On Jan 24, 2019, at 7:50 AM, Danny McDonald <mparra...@gmail.com> wrote:
> My understanding of place tagging is that place=city, place=town, and 
> place=village are for distinct urban settlements, whether or not they are 
> separate municipalities.

Correct, in that these tags can be placed upon a node, way or relation (if a 
boundary relation, a node with role admin_centre is correct).  Sometimes a way 
(often a closed polygon) is not precisely known, or is, but license 
restrictions prevent those data from entering OSM.  In that case, a simple node 
tagged place=* with appropriate value is used, as documented at 
https://wiki.osm.org/wiki/Key:place .  Though, be aware and careful regarding 
"incorporated" areas; see below.

> Place=suburb is for large parts of urban settlements (such as North York in 
> Toronto, or Kanata in Ottawa).

While I am not a political scientist, I did participate in the development of 
consensus in the United_States in 
https://wiki.osm.org/wiki/United_States_admin_level , a complex task indeed 
(and I'll say we only have it "largely correct," certainly not "exactly 
correct").  While Canada has similarities, it certainly is unique in 
admin_level, appropriately documented at 
https://wiki.osm.org/wiki/Canada_admin_level .  Yet an important concept found 
in many countries, Canada included, is that of "incorporation" — whether an 
urban settlement is a "body corporate."  Cities always are, suburbs and towns, 
depending on differing context for each of these, may or may not be.

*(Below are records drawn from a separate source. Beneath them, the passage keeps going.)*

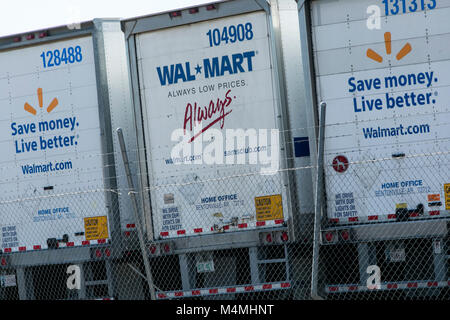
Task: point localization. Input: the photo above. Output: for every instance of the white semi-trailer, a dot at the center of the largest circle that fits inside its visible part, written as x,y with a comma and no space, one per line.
63,92
216,128
381,68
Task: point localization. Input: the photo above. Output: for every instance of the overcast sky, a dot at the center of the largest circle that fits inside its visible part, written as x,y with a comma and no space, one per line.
18,16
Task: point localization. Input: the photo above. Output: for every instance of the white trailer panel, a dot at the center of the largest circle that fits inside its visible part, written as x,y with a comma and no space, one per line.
387,97
51,144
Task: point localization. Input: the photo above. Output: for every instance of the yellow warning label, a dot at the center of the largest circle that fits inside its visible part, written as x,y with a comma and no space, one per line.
269,208
401,206
447,196
96,228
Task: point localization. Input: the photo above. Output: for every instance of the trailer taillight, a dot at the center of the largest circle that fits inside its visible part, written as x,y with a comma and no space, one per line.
345,235
166,248
175,14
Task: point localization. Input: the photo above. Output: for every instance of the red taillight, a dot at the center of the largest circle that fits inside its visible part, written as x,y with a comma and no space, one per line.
175,14
166,248
345,235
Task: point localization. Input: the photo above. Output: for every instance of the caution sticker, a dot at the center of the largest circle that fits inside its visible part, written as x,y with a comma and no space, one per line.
269,208
447,196
434,197
96,228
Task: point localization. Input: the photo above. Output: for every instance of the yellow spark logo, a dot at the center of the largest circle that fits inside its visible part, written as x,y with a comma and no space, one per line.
50,107
387,41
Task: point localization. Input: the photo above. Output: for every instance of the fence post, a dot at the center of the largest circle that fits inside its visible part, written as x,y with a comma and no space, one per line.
318,205
132,194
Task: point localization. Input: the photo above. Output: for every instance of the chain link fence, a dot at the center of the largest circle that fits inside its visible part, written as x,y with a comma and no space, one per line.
381,236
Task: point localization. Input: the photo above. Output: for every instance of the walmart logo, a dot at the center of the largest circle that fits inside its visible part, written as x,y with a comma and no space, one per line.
50,107
388,45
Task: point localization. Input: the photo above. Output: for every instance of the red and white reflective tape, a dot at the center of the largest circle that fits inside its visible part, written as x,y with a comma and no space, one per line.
241,226
223,290
391,217
388,286
81,243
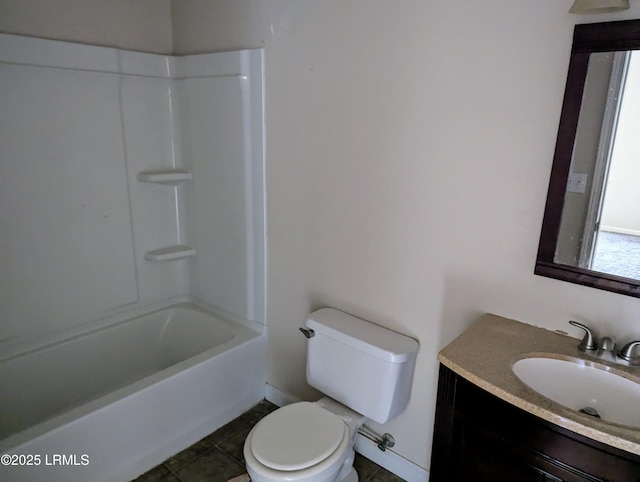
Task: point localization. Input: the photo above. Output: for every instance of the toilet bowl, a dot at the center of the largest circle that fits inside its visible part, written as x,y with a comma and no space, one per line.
364,370
311,442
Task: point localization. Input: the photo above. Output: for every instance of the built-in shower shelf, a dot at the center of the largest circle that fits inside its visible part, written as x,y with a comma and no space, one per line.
170,253
169,177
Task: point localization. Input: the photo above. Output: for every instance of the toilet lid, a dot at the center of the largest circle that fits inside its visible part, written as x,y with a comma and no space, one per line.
297,436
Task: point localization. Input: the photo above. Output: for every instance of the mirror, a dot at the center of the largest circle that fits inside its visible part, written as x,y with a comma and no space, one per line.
591,227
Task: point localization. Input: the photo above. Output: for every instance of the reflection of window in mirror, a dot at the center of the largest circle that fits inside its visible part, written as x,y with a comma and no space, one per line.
600,227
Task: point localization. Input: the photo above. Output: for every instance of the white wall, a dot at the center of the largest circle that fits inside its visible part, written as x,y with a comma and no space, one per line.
409,146
143,25
620,209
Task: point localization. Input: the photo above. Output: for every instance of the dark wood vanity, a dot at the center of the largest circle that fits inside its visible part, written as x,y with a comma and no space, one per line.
479,437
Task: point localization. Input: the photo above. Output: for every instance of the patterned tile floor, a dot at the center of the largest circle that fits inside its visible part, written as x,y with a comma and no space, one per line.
218,457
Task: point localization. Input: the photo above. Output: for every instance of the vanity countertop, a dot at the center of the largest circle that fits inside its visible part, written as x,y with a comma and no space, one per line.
485,352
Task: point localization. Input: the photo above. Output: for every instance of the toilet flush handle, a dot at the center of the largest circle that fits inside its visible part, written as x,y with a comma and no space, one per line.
308,332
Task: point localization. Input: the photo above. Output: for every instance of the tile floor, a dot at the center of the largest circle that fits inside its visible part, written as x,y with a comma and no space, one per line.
218,457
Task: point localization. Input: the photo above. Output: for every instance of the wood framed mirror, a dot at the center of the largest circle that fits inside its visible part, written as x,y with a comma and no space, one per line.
591,227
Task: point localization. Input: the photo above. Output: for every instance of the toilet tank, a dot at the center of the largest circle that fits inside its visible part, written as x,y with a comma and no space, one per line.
362,365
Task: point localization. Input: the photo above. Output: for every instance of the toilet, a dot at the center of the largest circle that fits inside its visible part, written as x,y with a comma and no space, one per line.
364,370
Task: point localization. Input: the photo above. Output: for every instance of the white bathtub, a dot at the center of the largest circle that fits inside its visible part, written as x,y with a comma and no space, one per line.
111,404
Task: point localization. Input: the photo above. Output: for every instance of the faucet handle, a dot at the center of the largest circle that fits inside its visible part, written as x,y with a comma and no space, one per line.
626,352
589,342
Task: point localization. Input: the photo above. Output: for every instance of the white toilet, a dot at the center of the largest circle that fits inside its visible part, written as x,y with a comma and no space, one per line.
359,364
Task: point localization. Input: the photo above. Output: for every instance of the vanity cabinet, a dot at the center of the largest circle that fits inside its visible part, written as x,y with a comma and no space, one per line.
479,437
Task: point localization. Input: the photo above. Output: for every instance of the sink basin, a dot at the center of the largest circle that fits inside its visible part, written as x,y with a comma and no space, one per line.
577,386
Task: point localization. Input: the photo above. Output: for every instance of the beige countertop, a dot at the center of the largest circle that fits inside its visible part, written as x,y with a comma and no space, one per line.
485,352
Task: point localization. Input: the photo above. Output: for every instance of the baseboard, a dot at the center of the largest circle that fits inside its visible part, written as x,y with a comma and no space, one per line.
613,229
388,459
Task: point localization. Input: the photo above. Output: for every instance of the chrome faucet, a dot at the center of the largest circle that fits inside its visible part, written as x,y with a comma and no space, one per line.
589,342
607,349
626,353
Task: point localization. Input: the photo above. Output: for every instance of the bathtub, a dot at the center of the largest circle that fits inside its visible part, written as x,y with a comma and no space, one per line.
113,403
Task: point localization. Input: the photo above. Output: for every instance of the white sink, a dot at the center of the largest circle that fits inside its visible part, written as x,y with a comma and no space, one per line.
577,386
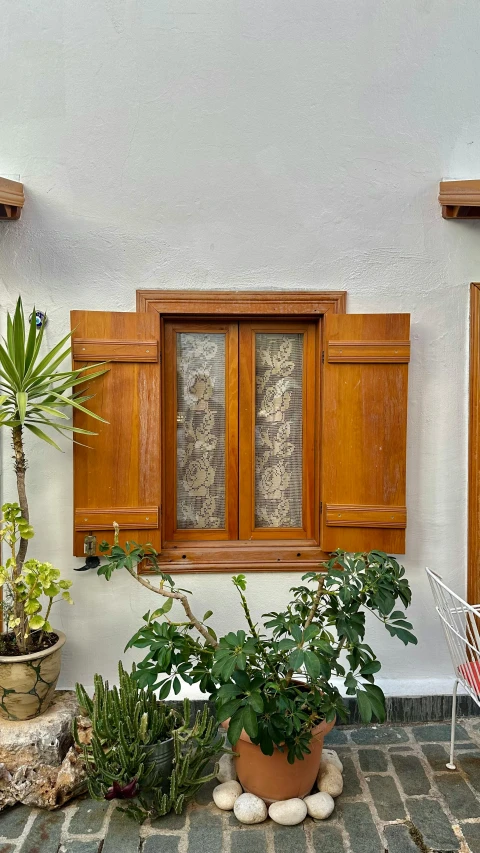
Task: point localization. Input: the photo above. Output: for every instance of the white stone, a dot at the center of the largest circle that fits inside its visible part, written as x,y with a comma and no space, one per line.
250,809
288,812
330,780
226,769
331,755
320,806
226,794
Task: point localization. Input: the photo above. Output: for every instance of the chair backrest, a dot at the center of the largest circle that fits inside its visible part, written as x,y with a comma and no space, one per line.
461,624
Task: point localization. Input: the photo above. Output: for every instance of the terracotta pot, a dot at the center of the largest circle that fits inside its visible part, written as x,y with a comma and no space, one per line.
28,682
271,777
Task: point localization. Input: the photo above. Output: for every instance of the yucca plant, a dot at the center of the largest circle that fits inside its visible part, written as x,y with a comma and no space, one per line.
35,395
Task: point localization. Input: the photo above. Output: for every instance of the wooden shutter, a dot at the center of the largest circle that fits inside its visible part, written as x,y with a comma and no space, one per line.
364,427
117,477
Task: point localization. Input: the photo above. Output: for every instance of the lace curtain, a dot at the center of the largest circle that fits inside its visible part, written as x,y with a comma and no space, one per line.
278,430
200,430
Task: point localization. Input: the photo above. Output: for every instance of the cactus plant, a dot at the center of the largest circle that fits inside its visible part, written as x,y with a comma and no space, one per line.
124,721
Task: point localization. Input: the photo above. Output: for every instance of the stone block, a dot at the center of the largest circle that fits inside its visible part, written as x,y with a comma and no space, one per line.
253,841
399,840
43,740
386,798
38,764
43,785
363,833
427,815
379,734
461,801
372,760
289,839
412,776
438,732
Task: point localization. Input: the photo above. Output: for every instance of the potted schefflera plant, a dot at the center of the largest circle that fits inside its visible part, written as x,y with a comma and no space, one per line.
276,685
34,396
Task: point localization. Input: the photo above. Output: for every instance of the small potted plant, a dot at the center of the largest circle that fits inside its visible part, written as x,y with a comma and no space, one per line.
30,651
272,685
34,397
141,751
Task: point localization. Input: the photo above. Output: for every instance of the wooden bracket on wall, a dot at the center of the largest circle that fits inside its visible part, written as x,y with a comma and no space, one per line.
460,199
12,199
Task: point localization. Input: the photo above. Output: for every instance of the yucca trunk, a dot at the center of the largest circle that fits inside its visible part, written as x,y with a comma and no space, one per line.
20,469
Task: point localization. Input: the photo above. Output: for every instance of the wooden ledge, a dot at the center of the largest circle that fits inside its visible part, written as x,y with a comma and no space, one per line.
12,199
460,199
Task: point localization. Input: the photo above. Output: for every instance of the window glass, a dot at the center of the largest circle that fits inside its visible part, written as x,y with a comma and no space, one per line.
200,430
278,429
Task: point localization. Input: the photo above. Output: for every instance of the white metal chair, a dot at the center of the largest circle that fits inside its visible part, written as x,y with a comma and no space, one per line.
461,622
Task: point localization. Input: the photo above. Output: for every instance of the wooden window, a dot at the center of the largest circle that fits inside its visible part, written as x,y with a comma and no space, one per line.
246,431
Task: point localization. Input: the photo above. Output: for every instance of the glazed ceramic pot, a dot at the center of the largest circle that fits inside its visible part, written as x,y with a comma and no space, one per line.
271,777
28,682
160,755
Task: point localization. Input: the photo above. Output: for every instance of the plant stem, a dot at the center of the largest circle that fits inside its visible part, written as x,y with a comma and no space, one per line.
20,469
183,601
254,631
310,618
315,605
20,466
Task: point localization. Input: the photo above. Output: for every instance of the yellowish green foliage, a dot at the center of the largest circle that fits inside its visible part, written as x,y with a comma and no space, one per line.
29,587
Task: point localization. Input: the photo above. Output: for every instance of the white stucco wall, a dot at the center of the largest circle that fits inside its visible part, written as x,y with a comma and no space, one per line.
292,144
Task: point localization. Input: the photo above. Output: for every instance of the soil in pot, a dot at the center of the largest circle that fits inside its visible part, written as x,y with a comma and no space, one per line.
28,682
271,777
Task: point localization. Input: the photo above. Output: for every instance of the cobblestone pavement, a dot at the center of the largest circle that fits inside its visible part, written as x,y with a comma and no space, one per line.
398,798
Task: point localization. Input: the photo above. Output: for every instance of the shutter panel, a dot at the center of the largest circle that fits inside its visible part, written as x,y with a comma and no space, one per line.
117,477
364,428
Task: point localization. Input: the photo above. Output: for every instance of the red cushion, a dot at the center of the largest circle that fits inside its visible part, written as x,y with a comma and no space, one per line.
471,673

> Whether to classify a place as a place=city/town/village or place=suburb 
> depends on the facts on the ground (I.e. whether a place is part of a larger 
> urban settlement), and not primarily on municipal/administrative boundaries.

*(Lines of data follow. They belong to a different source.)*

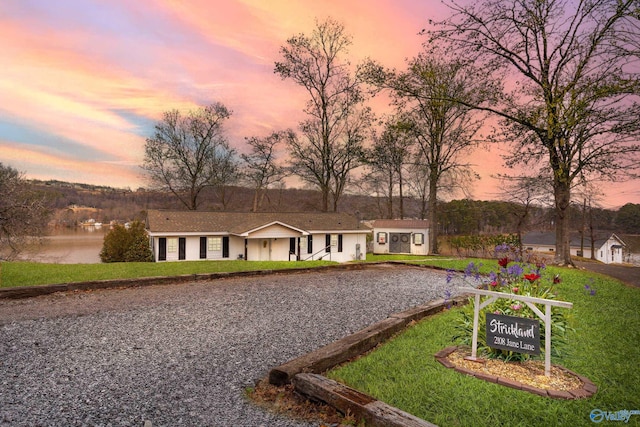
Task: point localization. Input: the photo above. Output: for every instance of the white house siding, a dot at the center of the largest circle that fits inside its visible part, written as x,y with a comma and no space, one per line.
610,252
414,249
274,231
268,249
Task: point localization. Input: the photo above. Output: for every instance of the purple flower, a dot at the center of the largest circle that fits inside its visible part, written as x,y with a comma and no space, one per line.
515,270
450,275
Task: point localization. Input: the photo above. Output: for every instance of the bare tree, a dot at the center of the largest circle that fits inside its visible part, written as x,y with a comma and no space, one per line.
24,213
525,192
388,158
261,167
443,128
331,143
188,153
568,81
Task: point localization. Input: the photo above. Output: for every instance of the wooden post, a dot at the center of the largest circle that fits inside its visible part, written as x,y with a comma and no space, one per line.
530,301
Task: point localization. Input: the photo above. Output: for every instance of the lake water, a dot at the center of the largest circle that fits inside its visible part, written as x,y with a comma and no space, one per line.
69,246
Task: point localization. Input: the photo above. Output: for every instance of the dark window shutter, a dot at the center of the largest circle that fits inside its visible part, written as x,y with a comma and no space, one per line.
225,247
162,249
203,248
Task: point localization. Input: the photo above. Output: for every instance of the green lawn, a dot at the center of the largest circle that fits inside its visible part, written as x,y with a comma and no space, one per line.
604,348
14,274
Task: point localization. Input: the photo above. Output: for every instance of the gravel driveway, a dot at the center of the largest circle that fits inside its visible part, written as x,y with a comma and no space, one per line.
182,355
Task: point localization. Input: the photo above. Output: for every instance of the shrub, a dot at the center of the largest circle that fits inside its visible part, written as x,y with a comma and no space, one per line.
126,244
521,278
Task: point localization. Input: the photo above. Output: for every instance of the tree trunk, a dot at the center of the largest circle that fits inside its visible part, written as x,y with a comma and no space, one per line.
390,197
325,199
433,206
562,193
401,195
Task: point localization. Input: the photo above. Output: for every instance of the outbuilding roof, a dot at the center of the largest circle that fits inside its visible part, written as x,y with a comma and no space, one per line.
548,238
160,221
420,224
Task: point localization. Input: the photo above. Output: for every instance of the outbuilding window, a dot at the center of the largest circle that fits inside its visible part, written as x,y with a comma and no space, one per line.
214,244
172,245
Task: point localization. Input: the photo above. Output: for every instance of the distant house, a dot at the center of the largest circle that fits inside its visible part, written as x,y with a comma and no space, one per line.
400,236
608,247
255,236
632,248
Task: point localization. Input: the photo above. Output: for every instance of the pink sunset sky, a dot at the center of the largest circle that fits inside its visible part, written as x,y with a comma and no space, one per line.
83,82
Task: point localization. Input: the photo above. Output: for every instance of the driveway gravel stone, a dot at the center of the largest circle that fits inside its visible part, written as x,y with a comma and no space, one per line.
183,354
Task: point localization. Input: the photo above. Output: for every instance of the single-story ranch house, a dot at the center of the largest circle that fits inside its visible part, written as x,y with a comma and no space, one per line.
608,247
255,236
401,236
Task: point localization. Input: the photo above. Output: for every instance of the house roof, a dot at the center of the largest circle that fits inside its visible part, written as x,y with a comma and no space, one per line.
632,241
401,223
160,221
548,238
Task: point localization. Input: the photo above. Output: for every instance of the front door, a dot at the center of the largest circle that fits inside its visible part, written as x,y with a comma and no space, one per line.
265,250
400,243
182,248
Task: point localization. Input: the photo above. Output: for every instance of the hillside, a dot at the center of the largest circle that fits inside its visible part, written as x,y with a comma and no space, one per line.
75,203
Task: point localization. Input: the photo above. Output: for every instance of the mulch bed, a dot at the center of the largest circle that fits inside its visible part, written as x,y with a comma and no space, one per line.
527,376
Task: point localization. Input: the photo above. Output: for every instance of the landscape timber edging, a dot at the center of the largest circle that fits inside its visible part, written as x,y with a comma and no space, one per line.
39,290
356,344
304,371
362,406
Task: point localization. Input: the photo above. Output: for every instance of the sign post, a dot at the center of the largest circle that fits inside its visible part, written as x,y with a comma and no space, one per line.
514,328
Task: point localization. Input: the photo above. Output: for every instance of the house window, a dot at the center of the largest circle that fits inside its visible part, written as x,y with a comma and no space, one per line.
333,241
214,244
418,239
172,245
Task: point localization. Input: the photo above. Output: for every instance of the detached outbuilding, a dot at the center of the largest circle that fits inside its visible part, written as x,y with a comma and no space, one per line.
255,236
401,236
608,247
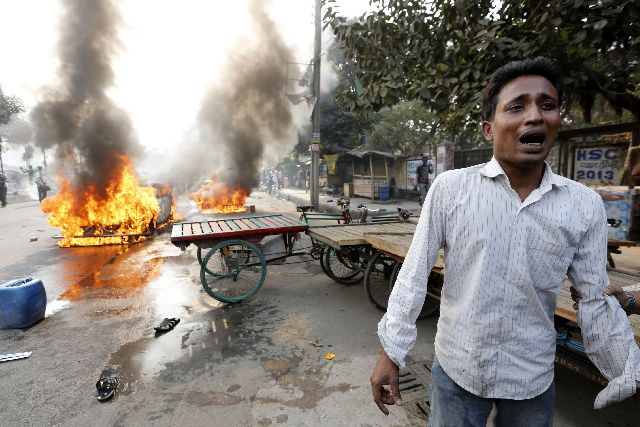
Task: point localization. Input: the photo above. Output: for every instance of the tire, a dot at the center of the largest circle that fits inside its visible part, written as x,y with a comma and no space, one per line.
340,268
199,255
379,294
233,271
377,280
22,303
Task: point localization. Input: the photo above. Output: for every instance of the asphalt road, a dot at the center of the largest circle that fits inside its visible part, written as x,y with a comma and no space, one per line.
256,363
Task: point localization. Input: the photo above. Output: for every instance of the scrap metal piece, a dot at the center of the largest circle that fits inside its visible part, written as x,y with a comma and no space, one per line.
14,356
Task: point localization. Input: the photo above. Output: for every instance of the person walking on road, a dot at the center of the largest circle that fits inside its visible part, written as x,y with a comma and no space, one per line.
511,230
3,189
42,185
422,178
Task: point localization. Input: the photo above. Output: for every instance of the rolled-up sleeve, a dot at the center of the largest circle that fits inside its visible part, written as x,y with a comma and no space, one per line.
607,335
397,329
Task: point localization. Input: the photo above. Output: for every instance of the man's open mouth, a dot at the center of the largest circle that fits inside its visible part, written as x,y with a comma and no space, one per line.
533,139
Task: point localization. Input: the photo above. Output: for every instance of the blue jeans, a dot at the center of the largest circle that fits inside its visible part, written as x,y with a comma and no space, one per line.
451,405
423,192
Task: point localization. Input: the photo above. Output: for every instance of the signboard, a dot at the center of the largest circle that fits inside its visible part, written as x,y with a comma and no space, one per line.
412,169
599,165
444,158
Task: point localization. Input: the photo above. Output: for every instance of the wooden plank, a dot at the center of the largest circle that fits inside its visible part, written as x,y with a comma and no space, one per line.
260,224
232,225
241,225
396,244
176,230
271,223
215,228
224,228
249,224
280,221
206,228
287,220
564,303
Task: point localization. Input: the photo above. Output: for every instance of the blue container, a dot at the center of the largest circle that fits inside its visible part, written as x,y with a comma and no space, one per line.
22,303
384,193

I can't speak for all of Canada, but I can speak to what OSM documents in our 
place=* wiki:  that urban and rural populated places are distinguished by two 
separate tables there, so it is useful to understand how OSM characterizes 
these as slightly different (with specific tags in each table).  This is 
regardless of how any particular country might use the same names.  For 
example, place=suburb has a very specific semantic as it is used in OSM, 
contrasted with how "real world" "suburb" might mean an incorporated (smaller) 
city near a (larger) city, OR it might mean a district/area/small region INSIDE 
of an incorporated city (how OSM means it).  We must be careful to tag in OSM 
with how OSM means things, mapping our "real world" semantics onto OSM 
semantics.

> Municipal boundaries might be somewhat relevant in determining if a place is 
> distinct (e.g. Vaughan is a city, not a suburb), but they are a relatively 
> minor factor.

I don't know what this means exactly.  Municipal boundaries ARE EXACTLY 
relevant in determining if a place is distinct:  they literally distinguish it. 
 In "real world speak" Vaughn might be called a suburb, but unless it meets 
OSM's place=suburb definition, it shouldn't be tagged that way in OSM.  This 
isn't minor, it is "either correct or incorrect."

> The main way that municipal names are mapped is through admin boundary 
> relations, not place nodes (although many municipalities have the same name 
> as their largest urban settlement, of course).

Yes, this is true, although for many smaller human settlements (and some larger 
ones), place nodes simply "will have to" suffice.

> The way to distinguish between a place=city, place=town, and place=village is 
> population size, with nearby places shading things a bit (so a smaller 
> population size qualifies for a place=town in Northern Ontario).  Very 
> roughly, a city has population >50k, a town has population 5k-50k, and a 
> village is <5k.

OSM's place wiki notes that a village is more like "200 to town size" so that 
5k edge is fuzzy.  The USA admin_level wiki documents some "rules of thumb" 
here, but, yes, these can be rough, and are sometimes "stretched" (or "shaded" 
as you say) a bit so that wide-zoom views of very rural areas (e.g. northern 
Ontario) show settlements a bit more clearly.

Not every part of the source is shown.